I'm doing some early experiments using drools with rules written using DMN.
In my use case the input data can be large and varied. There are also some outputs that might be passed back in during a separate call to the rules engine as inputs.
As such some of input variables may have the same name as some of my output variables. This seems to cause problems.
Specifically if I have a decision table and my output name matches anything in the the data input (whether or not the DRD tree actually accesses it) then the drools response reports an error and the output value is set to null.
Simply changing the name of my output variable fixes the issue.
However with very dynamic data such a conflict is not easy to predict.
So I would like to ask:
Is my observation correct?
Is there a common pattern to avoid such an issue (maybe some sort of variable namespacing or scoping)?
EDIT:
I may now have found a bit of the DMN standard that describes why output names and input names must not collide. I think the final decision in a graph is not special and so given that in theory a graph could exist such that any decision can be used as an input to a later decision it would not make sense for a decision output and an input on the same graph to have the same name.
From the standard https://www.omg.org/spec/DMN/1.3/PDF
As explained above, every decision, input data, and business knowledge model at the DRG level is associated with a variable used at the decision logic level. Each variable that is referenced by a decision’s expression must be associated with a required decision, required input data, or required knowledge. Also, each variable associated with the required decisions, required input data, and required knowledge must be referenced in the decision’s expression.

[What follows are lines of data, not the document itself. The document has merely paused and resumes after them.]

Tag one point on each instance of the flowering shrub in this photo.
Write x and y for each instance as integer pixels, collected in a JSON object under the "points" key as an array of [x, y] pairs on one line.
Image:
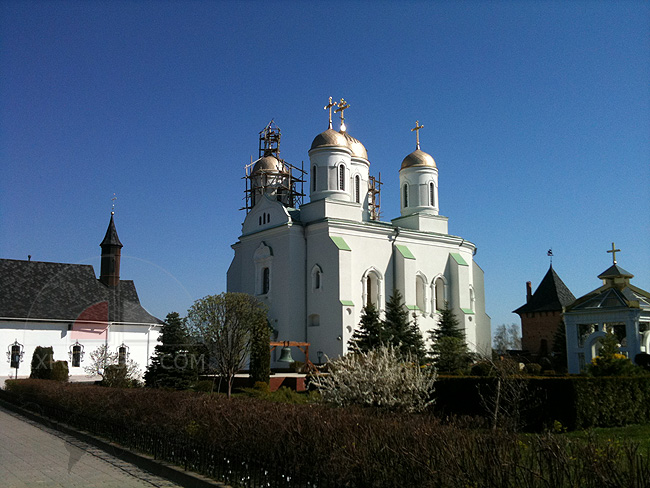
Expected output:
{"points": [[378, 378]]}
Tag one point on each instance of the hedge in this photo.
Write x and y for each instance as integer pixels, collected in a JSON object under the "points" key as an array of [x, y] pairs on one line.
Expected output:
{"points": [[574, 401]]}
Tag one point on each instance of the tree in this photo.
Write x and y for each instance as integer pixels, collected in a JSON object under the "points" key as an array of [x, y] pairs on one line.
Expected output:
{"points": [[559, 349], [106, 364], [610, 362], [449, 351], [100, 359], [173, 364], [382, 378], [370, 334], [399, 331], [225, 325], [506, 337], [42, 361]]}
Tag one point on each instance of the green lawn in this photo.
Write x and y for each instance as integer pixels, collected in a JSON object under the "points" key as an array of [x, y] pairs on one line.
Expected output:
{"points": [[635, 433]]}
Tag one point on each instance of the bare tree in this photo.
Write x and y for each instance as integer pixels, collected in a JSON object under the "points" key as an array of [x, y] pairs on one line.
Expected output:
{"points": [[506, 337], [224, 324]]}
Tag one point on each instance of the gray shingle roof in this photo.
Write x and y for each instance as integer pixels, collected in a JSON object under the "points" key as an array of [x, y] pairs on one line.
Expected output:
{"points": [[551, 294], [41, 290]]}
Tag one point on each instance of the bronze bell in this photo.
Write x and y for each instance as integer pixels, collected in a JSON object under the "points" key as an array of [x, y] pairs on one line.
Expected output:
{"points": [[285, 355]]}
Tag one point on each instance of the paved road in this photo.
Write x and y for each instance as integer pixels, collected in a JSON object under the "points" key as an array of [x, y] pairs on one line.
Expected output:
{"points": [[32, 455]]}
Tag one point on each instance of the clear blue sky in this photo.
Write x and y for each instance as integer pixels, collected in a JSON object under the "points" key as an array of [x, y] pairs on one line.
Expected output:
{"points": [[537, 114]]}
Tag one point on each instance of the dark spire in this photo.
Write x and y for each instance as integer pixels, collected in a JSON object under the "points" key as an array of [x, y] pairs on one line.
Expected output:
{"points": [[551, 294], [111, 239], [111, 255]]}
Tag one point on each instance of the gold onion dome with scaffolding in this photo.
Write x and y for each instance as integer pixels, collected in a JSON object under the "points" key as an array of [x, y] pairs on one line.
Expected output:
{"points": [[332, 138]]}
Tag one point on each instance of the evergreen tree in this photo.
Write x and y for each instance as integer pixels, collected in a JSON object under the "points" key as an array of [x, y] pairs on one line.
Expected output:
{"points": [[370, 335], [398, 329], [172, 365], [42, 361], [449, 351], [559, 349]]}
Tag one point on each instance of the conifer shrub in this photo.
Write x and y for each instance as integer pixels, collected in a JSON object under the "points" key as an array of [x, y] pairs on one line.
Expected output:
{"points": [[42, 361], [385, 378]]}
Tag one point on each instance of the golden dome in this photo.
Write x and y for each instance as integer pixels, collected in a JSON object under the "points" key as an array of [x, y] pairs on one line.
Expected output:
{"points": [[358, 149], [418, 158], [269, 164], [329, 138]]}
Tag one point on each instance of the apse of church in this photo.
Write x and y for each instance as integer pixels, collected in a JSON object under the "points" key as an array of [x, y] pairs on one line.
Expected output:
{"points": [[314, 249]]}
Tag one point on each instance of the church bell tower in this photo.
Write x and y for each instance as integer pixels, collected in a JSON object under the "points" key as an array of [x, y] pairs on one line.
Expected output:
{"points": [[111, 254]]}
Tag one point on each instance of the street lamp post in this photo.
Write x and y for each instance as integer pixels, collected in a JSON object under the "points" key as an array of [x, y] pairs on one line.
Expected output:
{"points": [[15, 355]]}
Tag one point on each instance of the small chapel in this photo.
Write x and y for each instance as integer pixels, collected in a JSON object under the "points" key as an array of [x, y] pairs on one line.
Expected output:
{"points": [[616, 307], [316, 260]]}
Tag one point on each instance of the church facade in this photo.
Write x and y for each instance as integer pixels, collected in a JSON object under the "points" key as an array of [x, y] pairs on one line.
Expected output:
{"points": [[317, 264], [65, 306]]}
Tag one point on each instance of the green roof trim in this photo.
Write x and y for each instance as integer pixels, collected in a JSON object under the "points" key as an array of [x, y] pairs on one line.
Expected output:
{"points": [[404, 251], [458, 258], [340, 243]]}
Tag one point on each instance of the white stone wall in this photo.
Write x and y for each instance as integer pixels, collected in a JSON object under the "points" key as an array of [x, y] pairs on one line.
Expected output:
{"points": [[140, 339]]}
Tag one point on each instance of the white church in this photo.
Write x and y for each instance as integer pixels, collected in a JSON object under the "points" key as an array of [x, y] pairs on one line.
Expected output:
{"points": [[316, 264]]}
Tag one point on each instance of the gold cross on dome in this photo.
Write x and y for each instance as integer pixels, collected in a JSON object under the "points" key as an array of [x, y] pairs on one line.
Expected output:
{"points": [[417, 133], [614, 251], [342, 106], [329, 106]]}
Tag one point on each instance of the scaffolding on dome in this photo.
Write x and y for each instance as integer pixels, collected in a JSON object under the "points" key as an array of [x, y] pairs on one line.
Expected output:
{"points": [[279, 181], [374, 197]]}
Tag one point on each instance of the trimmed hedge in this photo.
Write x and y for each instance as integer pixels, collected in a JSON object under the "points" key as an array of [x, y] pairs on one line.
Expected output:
{"points": [[574, 401], [351, 447]]}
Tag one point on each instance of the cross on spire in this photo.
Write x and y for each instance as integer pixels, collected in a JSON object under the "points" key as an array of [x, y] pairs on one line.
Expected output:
{"points": [[417, 133], [342, 106], [329, 106], [613, 250]]}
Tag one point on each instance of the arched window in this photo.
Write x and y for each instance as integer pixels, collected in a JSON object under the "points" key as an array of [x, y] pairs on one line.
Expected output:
{"points": [[372, 290], [266, 280], [440, 294], [357, 189], [420, 293], [76, 356]]}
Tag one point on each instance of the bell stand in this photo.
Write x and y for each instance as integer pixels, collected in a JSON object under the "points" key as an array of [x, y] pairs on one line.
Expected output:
{"points": [[303, 346]]}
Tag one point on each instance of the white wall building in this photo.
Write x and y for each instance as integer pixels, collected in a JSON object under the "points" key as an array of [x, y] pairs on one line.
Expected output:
{"points": [[316, 266], [65, 306]]}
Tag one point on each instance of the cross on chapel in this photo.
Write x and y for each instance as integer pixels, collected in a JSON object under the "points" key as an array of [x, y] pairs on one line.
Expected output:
{"points": [[614, 251], [329, 106], [342, 106], [417, 133]]}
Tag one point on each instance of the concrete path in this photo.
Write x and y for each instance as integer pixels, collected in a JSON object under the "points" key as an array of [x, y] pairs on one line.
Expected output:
{"points": [[32, 455]]}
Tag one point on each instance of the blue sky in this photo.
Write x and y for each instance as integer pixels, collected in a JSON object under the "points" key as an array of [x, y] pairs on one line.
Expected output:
{"points": [[537, 114]]}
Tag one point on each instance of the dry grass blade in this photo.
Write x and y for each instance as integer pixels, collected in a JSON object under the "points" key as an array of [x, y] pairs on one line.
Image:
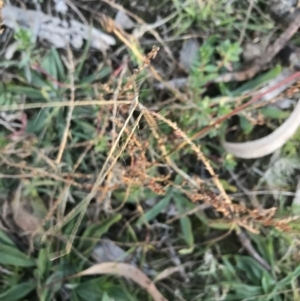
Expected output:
{"points": [[125, 270]]}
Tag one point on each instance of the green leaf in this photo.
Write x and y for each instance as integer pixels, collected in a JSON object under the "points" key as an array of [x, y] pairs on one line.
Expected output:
{"points": [[19, 291], [186, 226], [155, 210], [105, 297], [273, 112], [42, 262], [12, 256], [245, 124], [96, 231], [96, 76], [4, 238]]}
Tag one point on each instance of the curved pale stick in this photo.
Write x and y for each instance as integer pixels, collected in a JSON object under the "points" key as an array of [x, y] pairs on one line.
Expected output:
{"points": [[267, 145]]}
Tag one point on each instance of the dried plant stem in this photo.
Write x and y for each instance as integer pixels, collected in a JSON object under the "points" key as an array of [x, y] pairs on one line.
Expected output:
{"points": [[71, 108]]}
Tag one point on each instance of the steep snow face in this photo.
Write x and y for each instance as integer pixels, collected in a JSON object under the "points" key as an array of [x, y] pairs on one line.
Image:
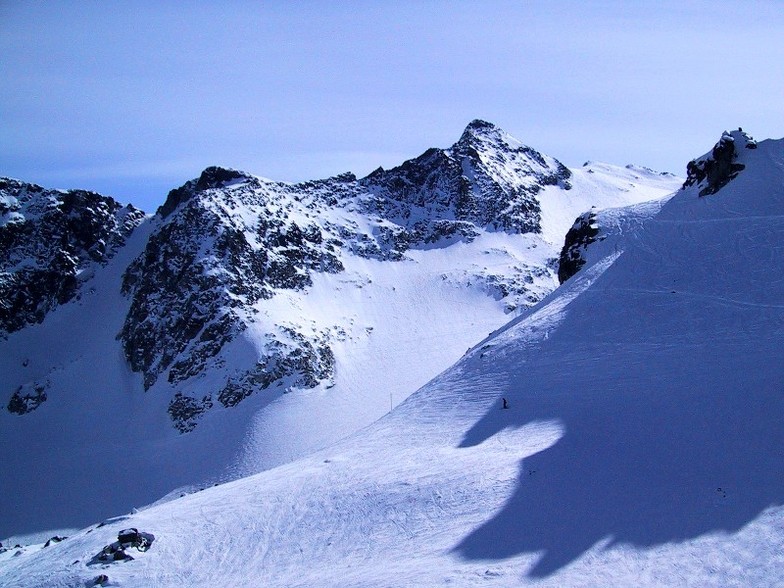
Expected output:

• If a decision requires another decision, the value expression of the required decision assigns the value to the variable for use in evaluating the requiring decision. This is the generic mechanism in DMN for composing decisions at the decision logic level.
• If a decision requires an input data, the value of the variable is assigned the value of the data source attached to the input data at execution time. This is the generic mechanism in DMN for instantiating the data requirements for a decision.
The input variables of a decision's decision logic must not be used outside that value expression or its component value expressions: the decision element defines the lexical scope of the input variables for its decision logic. To avoid name collisions and ambiguity, the name of a variable must be unique within its scope. When DRG elements are mapped to FEEL, the name of a variable is the same as the (possibly qualified) name of its associated input data or decision, which guarantees its uniqueness.
If I understand your question correctly, you are giving a try in modeling a DMN model where some DRGElement (InputData
, Decision
, ...) nodes are sharing the same name.
This is not-compliant with a valid model accordingly to the DMN standard specification, and we have checks in place with the kie-dmn-validation
module which would report this issue. The issue will be reported even before attempting to "compile" the DMN model by the Drools DMN Engine.
Demonstration:
So when you create the DMN model, if you are not respecting basic provisions fo the DMN standard Specification, we detect it with the validator module and we try to provide a sensible user message, per the screenshot above.
Please note the kie-dmn-validation
is also "embedded" while building a KJAR
with Maven using the kie-maven-plugin
and/or during CodeGen with a Kogito based projects (so the same functionality of validation is used across all build systems and platforms).